Eating

Small

The final point we will make on our topic of this week is going to be eating smaller and more frequent meals.

We live in a culture where we have to be busy. We are on the go from before the sun comes up until way after the sun goes down… which when it comes to our eating habits can become a catastrophe.

Here is what I mean:

We wake up – hit snooze for too long and then we are in a rush to get ourselves up and out of the house (not including the added stress of getting your spouse and kids out of the house on time too). You hit up a drive thru and order something substantially heavy to tide you over to lunch. Racking up calories and added sugars and fats. Then lunch comes and you are about to be rushed into an afternoon of back to back meetings so you rush down the street to pick up a sub at the sandwich shop with chips and a drink because you think that is healthier than a fast food chain. Our choice may be meatball marinara, or turkey and black forest ham – which ever salt bomb we have chosen may lead to an afternoon of bloat and misery. Finally we are able to shut down the office and come home for the evening, only to realize the kids have a mountain of homework and that is after they have soccer practice or piano lessons. So you thin it is best to go to the local burger joint and pick up a couple of sacks of grease grenades before heading to your next destination. See where I am going with this?

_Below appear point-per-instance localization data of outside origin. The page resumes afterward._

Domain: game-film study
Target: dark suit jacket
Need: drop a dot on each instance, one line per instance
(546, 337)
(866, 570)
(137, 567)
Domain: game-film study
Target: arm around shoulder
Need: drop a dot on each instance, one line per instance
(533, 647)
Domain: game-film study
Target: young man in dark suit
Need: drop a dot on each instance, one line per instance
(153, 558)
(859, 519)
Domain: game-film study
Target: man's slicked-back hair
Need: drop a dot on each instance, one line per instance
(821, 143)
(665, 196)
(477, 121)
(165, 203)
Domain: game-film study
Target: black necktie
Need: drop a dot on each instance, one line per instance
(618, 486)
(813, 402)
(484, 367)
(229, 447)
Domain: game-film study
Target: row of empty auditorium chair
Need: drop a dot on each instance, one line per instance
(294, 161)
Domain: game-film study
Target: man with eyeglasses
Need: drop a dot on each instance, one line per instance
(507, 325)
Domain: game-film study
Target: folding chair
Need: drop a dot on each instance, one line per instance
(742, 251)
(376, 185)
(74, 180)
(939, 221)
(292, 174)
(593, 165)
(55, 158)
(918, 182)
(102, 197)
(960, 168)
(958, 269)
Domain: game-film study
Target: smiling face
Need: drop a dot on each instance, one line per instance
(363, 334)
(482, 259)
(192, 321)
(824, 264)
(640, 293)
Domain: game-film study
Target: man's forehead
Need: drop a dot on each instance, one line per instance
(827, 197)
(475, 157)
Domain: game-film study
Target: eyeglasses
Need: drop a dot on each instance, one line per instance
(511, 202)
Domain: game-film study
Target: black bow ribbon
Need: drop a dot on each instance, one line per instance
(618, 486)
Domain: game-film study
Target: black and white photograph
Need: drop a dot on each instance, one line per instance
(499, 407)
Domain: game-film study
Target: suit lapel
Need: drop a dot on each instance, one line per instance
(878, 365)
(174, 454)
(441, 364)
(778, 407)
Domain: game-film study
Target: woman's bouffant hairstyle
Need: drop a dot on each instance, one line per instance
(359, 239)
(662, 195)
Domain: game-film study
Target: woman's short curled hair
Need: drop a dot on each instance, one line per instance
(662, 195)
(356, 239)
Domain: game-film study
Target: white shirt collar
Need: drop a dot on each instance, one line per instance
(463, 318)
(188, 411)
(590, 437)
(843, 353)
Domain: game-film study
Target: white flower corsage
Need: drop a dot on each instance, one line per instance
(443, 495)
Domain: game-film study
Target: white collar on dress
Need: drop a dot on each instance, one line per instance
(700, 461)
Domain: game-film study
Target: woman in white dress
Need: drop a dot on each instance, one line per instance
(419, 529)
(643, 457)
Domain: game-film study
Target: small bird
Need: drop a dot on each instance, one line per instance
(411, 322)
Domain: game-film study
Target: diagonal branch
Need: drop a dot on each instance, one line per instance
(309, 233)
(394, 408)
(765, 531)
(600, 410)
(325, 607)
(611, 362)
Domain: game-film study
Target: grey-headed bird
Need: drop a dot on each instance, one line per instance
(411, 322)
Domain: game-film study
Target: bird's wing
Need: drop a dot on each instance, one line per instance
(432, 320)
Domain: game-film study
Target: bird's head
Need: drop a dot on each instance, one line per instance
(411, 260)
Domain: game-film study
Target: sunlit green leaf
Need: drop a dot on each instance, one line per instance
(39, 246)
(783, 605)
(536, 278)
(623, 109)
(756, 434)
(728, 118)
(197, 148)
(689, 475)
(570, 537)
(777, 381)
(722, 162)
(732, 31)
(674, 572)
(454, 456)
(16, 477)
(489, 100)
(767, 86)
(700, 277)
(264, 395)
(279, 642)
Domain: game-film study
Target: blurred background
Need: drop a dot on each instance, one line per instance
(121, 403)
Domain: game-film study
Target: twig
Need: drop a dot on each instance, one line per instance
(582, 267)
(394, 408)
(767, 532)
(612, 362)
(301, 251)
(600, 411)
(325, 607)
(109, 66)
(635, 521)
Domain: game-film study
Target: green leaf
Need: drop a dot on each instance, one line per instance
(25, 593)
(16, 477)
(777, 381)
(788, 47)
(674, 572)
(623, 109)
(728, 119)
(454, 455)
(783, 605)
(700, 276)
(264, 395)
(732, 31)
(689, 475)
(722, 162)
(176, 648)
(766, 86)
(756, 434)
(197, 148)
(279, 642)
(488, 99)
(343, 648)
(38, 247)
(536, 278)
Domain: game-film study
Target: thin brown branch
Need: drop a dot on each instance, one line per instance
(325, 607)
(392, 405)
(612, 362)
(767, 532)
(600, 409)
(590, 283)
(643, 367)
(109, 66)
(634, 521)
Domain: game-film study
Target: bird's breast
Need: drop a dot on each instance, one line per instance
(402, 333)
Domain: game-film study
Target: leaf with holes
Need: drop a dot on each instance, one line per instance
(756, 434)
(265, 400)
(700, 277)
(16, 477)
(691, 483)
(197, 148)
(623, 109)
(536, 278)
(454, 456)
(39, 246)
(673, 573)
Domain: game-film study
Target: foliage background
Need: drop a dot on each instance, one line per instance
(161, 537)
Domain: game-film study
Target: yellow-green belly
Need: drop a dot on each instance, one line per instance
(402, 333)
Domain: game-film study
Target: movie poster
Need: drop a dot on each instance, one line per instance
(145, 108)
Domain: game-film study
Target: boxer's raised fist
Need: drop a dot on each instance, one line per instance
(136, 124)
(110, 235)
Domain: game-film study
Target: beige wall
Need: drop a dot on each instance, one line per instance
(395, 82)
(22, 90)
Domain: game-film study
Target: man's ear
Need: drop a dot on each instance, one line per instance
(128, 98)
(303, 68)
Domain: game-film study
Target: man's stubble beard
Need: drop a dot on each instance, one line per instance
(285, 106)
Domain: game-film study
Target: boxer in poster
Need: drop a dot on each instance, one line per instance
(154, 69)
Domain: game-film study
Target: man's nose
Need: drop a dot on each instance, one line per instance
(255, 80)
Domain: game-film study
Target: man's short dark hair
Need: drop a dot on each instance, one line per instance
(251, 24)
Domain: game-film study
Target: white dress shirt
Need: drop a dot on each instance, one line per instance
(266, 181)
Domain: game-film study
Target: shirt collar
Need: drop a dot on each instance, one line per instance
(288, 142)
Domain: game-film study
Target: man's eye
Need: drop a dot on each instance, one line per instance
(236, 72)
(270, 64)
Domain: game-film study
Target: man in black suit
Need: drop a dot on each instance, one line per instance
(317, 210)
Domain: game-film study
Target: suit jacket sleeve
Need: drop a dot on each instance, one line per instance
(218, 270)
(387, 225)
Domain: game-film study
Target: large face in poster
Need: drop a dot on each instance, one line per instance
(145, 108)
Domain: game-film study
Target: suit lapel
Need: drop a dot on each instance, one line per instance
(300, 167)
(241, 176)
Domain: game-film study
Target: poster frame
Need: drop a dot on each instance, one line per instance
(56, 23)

We are unprepared for things that come up so we are rushing to make ourselves full before running to the next thing. If we make smaller choices and options when we are prepping for our week, we can combat fat head on and make wiser choices ahead of time.

Smaller and more frequent meals can help us lose fat and keep it off. Now I know this is not going to happen for some of us because as much as we would like to practice this way of eating – with our lives that is not possible. But it is possible to take one day out of the week to prepare and have those better options ready to go to avoid drive-thru dependency.

Make snack bags available to you. Keep them in your purse, back pack and gym bag to help you snack healthy instead of grabbing the nearest vending machine find. Eat your meals on smaller plates, such as appetizer plates. Our family hardly uses dinner plates at all… it is almost like a mind trick. Once the small plate has been finished the mind thinks you ate a big meal and are no longer hungry. This takes some getting used to – but it has helped us a lot!

Eat to be satisfied and not full. Meaning – if you eat until you are satisfied, then you can snack again in a couple of hours and keep your metabolism on point. Eating something small every two hours helps aid in digestion and fat loss, and helps us to keep the fat off for the long term!

What are you doing today to keep yourself prepared for tomorrow?